Однако вокруг всегда были и другие. Их нельзя увидеть и почувствовать, о них можно только знать и сожалеть. О них не спросят, их не запишут, они останутся где-то далеко, недоступные. Такие же горькие, как свои, они тоже имеют право быть признанными. Их можно заметить в слабых улыбках, тихих вздохах, робких движениях рук. Они надёжно спрятаны за пеленой очаровательных взглядов, плотно запечатаны отчаянием, и им очень не достаёт привычной злобы. Прозябая в заточении, эти слёзы отвергнуты другими, и льются только ночью, сопровождаемые громкими всхлипами и терзаниями, что претворили в жизнь собственные мотивы. Эти слёзы не видел никто, но и они были пролиты.
Не пролитых слёз больше всего. Сдерживаемые высокими стенами воли, они застывают в воздухе твёрдыми каплями хрусталя и порхают над залеченными разноцветной смальтой шрамами, изредка пополняясь отделяющимися от прозрачных гор сожаления осколками. В недрах этих хрустальных гор томятся заключённые-образы: полные наивности чёрные и белые фигуры, болезненные реки крови, лживые страдания, размытые пятна акварели. Новые капли сразу же отвердевают под гнётом сухого ветра сомнений и слабости и обогащают вечные запасы прозрачных глыб, формировавшихся годами. Сколько бы не вытерпел этот мир, его слёзы слишком нерушимы, чтобы быть растопленными очередной мечтой.
Разорванные
Мне известно настоящее, помнится прошлое и видится будущее. Но не потому, что я столь многоликий и цельный, а, наоборот, в силу моей внутренней разобщённости. Не по приравниваемой к полноте общности, а по природе моего тела и духа, по швам моего разума. Мне допускается присутствовать в словах, но отрываться от мыслей. Мне доступно ощущать тело, но отрекаться от чувств. Мне разрешено мыслить множеством, но не предпринимать никаких иных действий, кроме как из раза в раз рассекать своё естество скальпелем отстранённости – разбивать цельные куски своей души на резонирующие осколки. Тогда мне удается слышать крик мироздания.

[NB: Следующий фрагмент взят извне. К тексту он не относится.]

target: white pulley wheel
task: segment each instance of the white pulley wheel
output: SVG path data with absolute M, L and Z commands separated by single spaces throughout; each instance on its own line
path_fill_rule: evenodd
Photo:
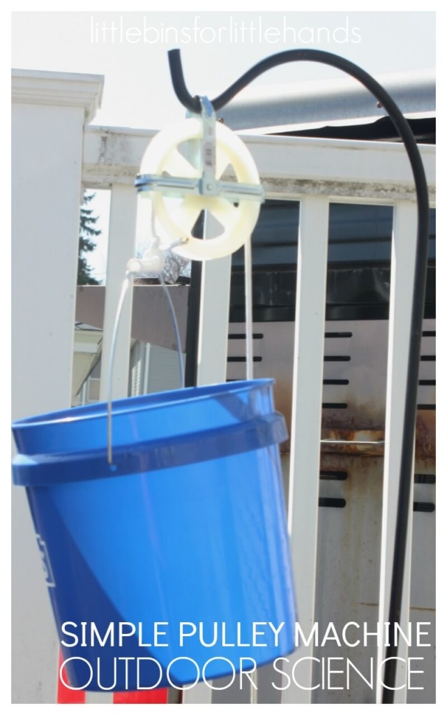
M 154 137 L 141 162 L 141 174 L 169 174 L 172 177 L 199 178 L 201 172 L 179 151 L 179 144 L 200 139 L 202 122 L 191 118 L 171 124 Z M 216 178 L 219 179 L 231 164 L 238 182 L 259 184 L 254 160 L 239 137 L 223 124 L 216 124 Z M 152 210 L 164 231 L 175 243 L 173 250 L 193 260 L 222 258 L 233 253 L 251 236 L 258 220 L 261 199 L 241 199 L 237 205 L 220 196 L 189 194 L 179 199 L 156 190 L 142 195 L 152 199 Z M 222 232 L 206 240 L 195 238 L 191 232 L 202 211 L 209 211 L 222 227 Z

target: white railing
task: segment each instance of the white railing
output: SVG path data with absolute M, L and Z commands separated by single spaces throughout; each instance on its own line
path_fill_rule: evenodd
M 106 395 L 111 325 L 125 266 L 134 251 L 137 202 L 134 179 L 154 132 L 85 126 L 94 116 L 101 90 L 102 79 L 97 77 L 23 72 L 13 77 L 14 418 L 70 404 L 82 187 L 111 192 L 101 374 L 101 396 Z M 402 441 L 410 335 L 412 283 L 408 276 L 414 262 L 416 217 L 413 182 L 405 150 L 397 144 L 253 136 L 244 141 L 266 197 L 299 200 L 301 205 L 289 527 L 294 571 L 300 575 L 300 623 L 309 632 L 315 615 L 329 204 L 358 202 L 394 208 L 383 495 L 387 509 L 382 541 L 383 615 L 389 601 L 396 521 L 397 485 L 390 477 Z M 421 154 L 434 205 L 434 147 L 424 147 Z M 230 261 L 224 259 L 206 265 L 204 272 L 201 384 L 226 378 L 230 270 Z M 120 327 L 115 397 L 127 394 L 131 301 L 129 295 Z M 13 699 L 54 702 L 58 644 L 21 491 L 14 490 L 13 495 Z M 410 528 L 410 543 L 411 533 Z M 403 621 L 408 614 L 408 582 L 407 568 Z M 312 656 L 311 644 L 300 649 L 300 657 L 306 656 Z M 305 674 L 303 669 L 300 672 L 301 682 L 310 687 L 311 667 Z M 186 701 L 210 701 L 211 692 L 203 687 L 188 691 Z M 283 702 L 308 702 L 310 695 L 310 690 L 288 689 Z M 405 689 L 398 691 L 398 697 L 404 701 Z

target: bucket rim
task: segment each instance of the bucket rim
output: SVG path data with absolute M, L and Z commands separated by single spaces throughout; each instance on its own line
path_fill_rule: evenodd
M 168 390 L 160 393 L 148 393 L 146 395 L 112 400 L 111 412 L 112 415 L 114 414 L 115 416 L 117 415 L 126 415 L 131 413 L 143 412 L 150 407 L 179 405 L 185 402 L 186 399 L 190 401 L 201 402 L 221 393 L 231 392 L 236 394 L 244 393 L 249 390 L 271 386 L 274 383 L 275 380 L 272 378 L 260 378 L 256 380 L 241 380 L 229 383 L 216 383 L 212 385 L 178 388 L 175 390 Z M 16 420 L 12 423 L 11 427 L 14 431 L 41 426 L 45 427 L 62 423 L 104 420 L 107 418 L 108 405 L 107 401 L 101 401 L 89 405 L 81 405 L 78 407 L 65 408 L 63 410 L 49 413 L 41 413 L 31 417 Z

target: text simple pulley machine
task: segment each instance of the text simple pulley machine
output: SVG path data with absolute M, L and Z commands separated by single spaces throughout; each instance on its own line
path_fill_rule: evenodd
M 13 425 L 14 480 L 27 488 L 66 671 L 79 689 L 189 686 L 231 676 L 243 668 L 241 659 L 260 666 L 293 649 L 300 574 L 293 578 L 281 478 L 278 444 L 286 430 L 273 381 L 253 380 L 252 373 L 250 239 L 263 191 L 245 144 L 215 112 L 265 70 L 304 60 L 347 72 L 381 102 L 416 185 L 418 247 L 389 614 L 399 621 L 428 243 L 427 188 L 413 134 L 381 85 L 336 55 L 273 55 L 211 102 L 189 94 L 174 50 L 173 84 L 189 117 L 156 134 L 143 157 L 136 187 L 151 202 L 150 245 L 129 257 L 122 295 L 134 275 L 162 274 L 166 250 L 202 262 L 244 246 L 246 380 L 109 400 Z M 206 240 L 195 235 L 203 212 L 216 227 Z M 191 301 L 189 310 L 196 307 Z M 102 641 L 91 633 L 76 638 L 67 623 L 94 624 Z M 253 623 L 282 626 L 265 628 L 260 643 Z M 106 637 L 114 628 L 122 637 Z M 387 651 L 388 684 L 394 647 Z M 392 701 L 392 690 L 383 694 Z

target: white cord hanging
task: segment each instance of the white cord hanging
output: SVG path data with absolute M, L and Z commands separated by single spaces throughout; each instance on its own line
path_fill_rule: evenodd
M 141 174 L 168 174 L 170 176 L 199 179 L 201 172 L 179 150 L 179 146 L 191 139 L 202 138 L 203 124 L 199 117 L 184 119 L 156 134 L 143 157 Z M 259 184 L 259 175 L 251 154 L 239 137 L 221 124 L 216 124 L 216 178 L 219 179 L 231 164 L 238 182 Z M 237 190 L 237 183 L 234 184 Z M 152 199 L 152 209 L 173 247 L 179 255 L 194 260 L 222 258 L 240 248 L 254 228 L 261 198 L 228 199 L 224 195 L 188 193 L 179 204 L 177 198 L 165 195 L 156 189 L 146 192 Z M 236 205 L 235 205 L 236 204 Z M 222 232 L 215 238 L 203 241 L 192 235 L 194 227 L 202 211 L 209 211 L 222 226 Z

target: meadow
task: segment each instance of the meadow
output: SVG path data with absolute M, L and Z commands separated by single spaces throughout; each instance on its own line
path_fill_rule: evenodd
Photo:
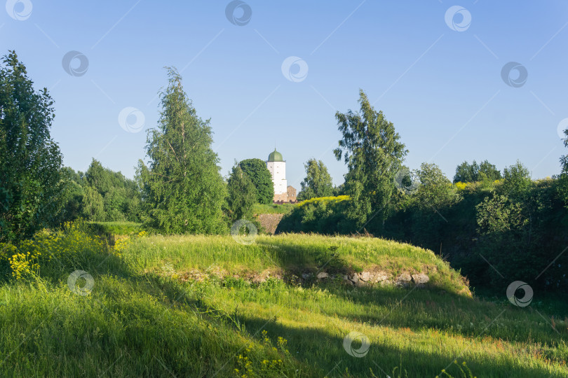
M 568 376 L 565 308 L 471 297 L 428 250 L 369 237 L 259 235 L 245 245 L 144 232 L 109 245 L 91 232 L 67 225 L 20 248 L 36 257 L 0 286 L 3 376 Z M 372 266 L 428 270 L 431 281 L 299 278 Z M 86 274 L 70 282 L 76 270 Z

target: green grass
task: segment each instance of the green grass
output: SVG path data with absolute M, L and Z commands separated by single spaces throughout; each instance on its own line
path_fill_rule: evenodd
M 133 238 L 121 255 L 109 252 L 83 248 L 80 258 L 52 262 L 41 278 L 0 286 L 3 376 L 413 377 L 447 377 L 446 369 L 464 377 L 465 362 L 479 377 L 568 377 L 560 310 L 460 295 L 458 272 L 407 244 L 284 234 L 246 246 L 229 236 L 152 236 Z M 436 272 L 424 289 L 180 278 L 192 269 L 296 274 L 374 265 Z M 76 269 L 94 279 L 88 295 L 67 286 Z M 353 331 L 369 339 L 364 357 L 344 348 Z
M 255 204 L 252 212 L 255 214 L 285 214 L 292 211 L 293 204 Z

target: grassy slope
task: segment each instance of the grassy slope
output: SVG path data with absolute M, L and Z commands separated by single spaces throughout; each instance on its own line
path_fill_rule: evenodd
M 558 335 L 532 307 L 459 295 L 459 275 L 411 246 L 309 235 L 259 237 L 250 246 L 230 237 L 156 236 L 134 241 L 120 258 L 83 253 L 83 262 L 40 284 L 0 286 L 3 374 L 226 377 L 239 369 L 337 377 L 372 370 L 398 377 L 391 372 L 401 366 L 409 377 L 434 377 L 457 359 L 478 377 L 568 376 L 561 365 L 568 348 L 560 341 L 565 323 L 557 321 Z M 435 266 L 438 273 L 429 290 L 176 278 L 191 268 L 296 272 L 325 265 L 339 272 L 373 264 L 393 272 Z M 93 276 L 90 295 L 67 288 L 74 269 Z M 370 340 L 363 358 L 343 348 L 351 331 Z M 288 345 L 279 347 L 277 337 Z M 457 369 L 448 371 L 459 376 Z

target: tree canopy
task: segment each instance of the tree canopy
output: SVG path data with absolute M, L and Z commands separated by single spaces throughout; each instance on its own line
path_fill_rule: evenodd
M 55 118 L 47 89 L 35 91 L 11 51 L 0 67 L 0 241 L 53 224 L 62 206 L 62 155 L 50 136 Z
M 478 164 L 475 160 L 469 164 L 464 162 L 456 167 L 454 183 L 475 183 L 476 181 L 494 181 L 501 178 L 501 172 L 487 160 Z
M 323 162 L 312 158 L 304 164 L 304 167 L 306 169 L 306 177 L 300 183 L 302 190 L 298 195 L 299 200 L 334 195 L 332 177 Z
M 239 219 L 252 219 L 252 205 L 257 200 L 257 190 L 241 166 L 235 165 L 227 180 L 227 199 L 225 212 L 230 223 Z
M 384 222 L 393 204 L 395 176 L 408 152 L 393 123 L 374 110 L 362 90 L 359 96 L 359 112 L 335 114 L 343 138 L 334 150 L 349 168 L 345 192 L 352 200 L 347 215 L 358 227 L 373 218 Z
M 198 117 L 177 71 L 168 68 L 168 75 L 158 127 L 148 132 L 149 164 L 138 166 L 144 225 L 166 233 L 221 232 L 226 189 L 210 121 Z

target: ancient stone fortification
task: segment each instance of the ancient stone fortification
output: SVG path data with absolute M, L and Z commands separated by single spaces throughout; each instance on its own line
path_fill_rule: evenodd
M 181 274 L 180 279 L 184 281 L 202 281 L 213 277 L 224 279 L 228 277 L 243 279 L 249 284 L 262 284 L 269 279 L 283 279 L 293 284 L 317 284 L 318 282 L 337 282 L 361 288 L 361 287 L 399 287 L 418 288 L 426 287 L 430 281 L 428 274 L 435 274 L 435 270 L 424 272 L 409 273 L 403 272 L 393 275 L 385 270 L 377 269 L 377 267 L 365 270 L 360 273 L 329 274 L 327 272 L 306 272 L 304 273 L 293 274 L 284 272 L 278 269 L 267 269 L 261 273 L 243 271 L 238 274 L 228 274 L 227 272 L 218 267 L 211 267 L 207 272 L 193 270 Z M 471 293 L 467 287 L 461 290 L 463 294 L 471 296 Z
M 288 185 L 286 180 L 286 161 L 276 148 L 269 155 L 266 168 L 272 176 L 272 184 L 274 186 L 274 197 L 272 201 L 276 203 L 296 202 L 296 189 Z

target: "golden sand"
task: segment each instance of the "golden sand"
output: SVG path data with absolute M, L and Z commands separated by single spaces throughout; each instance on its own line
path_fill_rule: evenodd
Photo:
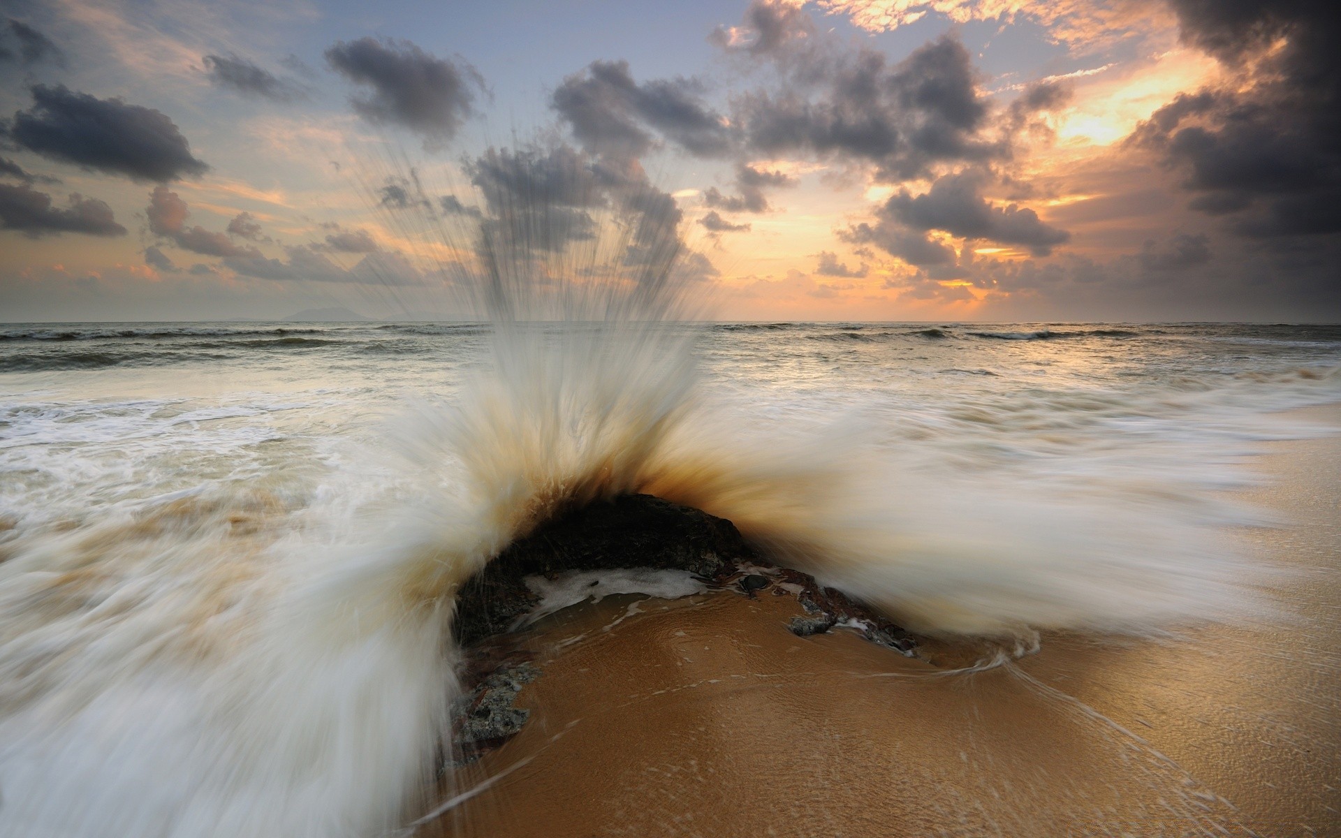
M 1301 571 L 1285 622 L 964 670 L 992 646 L 799 638 L 776 589 L 586 603 L 526 640 L 530 721 L 420 834 L 1341 834 L 1341 445 L 1269 448 L 1246 497 L 1289 523 L 1242 538 Z

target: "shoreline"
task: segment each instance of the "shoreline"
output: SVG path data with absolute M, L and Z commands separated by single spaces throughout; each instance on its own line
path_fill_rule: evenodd
M 1278 416 L 1341 429 L 1341 405 Z M 1244 467 L 1266 480 L 1234 496 L 1294 520 L 1236 538 L 1325 568 L 1282 590 L 1305 625 L 1049 636 L 961 673 L 797 637 L 787 597 L 589 602 L 539 633 L 531 723 L 440 799 L 488 787 L 416 834 L 1330 834 L 1341 436 L 1266 441 Z

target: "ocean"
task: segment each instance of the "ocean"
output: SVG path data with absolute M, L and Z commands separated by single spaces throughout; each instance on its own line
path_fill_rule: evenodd
M 1338 401 L 1341 326 L 7 324 L 0 835 L 402 826 L 455 586 L 626 491 L 1011 656 L 1289 622 L 1234 489 Z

Голос этот не мелодичен в обычном его представлении: связки смыкаются не усилием, но благодарностью рваной злости. Заполняют пространство звучания царапающими когтями, а не походящим на песню древним плачем – предиктором всего искусства. Повествуют разобщённо, насыщено непривычным: измученными гаммами, мёртвыми нотами, переваренными звуками. Такие мелодии глотка извергает только белым шумом, они больше походят на колкий ветер и звуки утробного брожения. Способные оставить на барабанных перепонках только ещё больше травм, чем в них таится, они ничего не возмещают, а только доставляют неудобства своими истериками и болью. Напоминая о перевязи на руках и вялых хрящах на прежде расколотых костях, они, тем не менее, всё ещё воспринимаются мной лаконичным, естественным, питательным дьявольским шёпотом, способным помочь даже сейчас медленно прорастающей самостоятельности.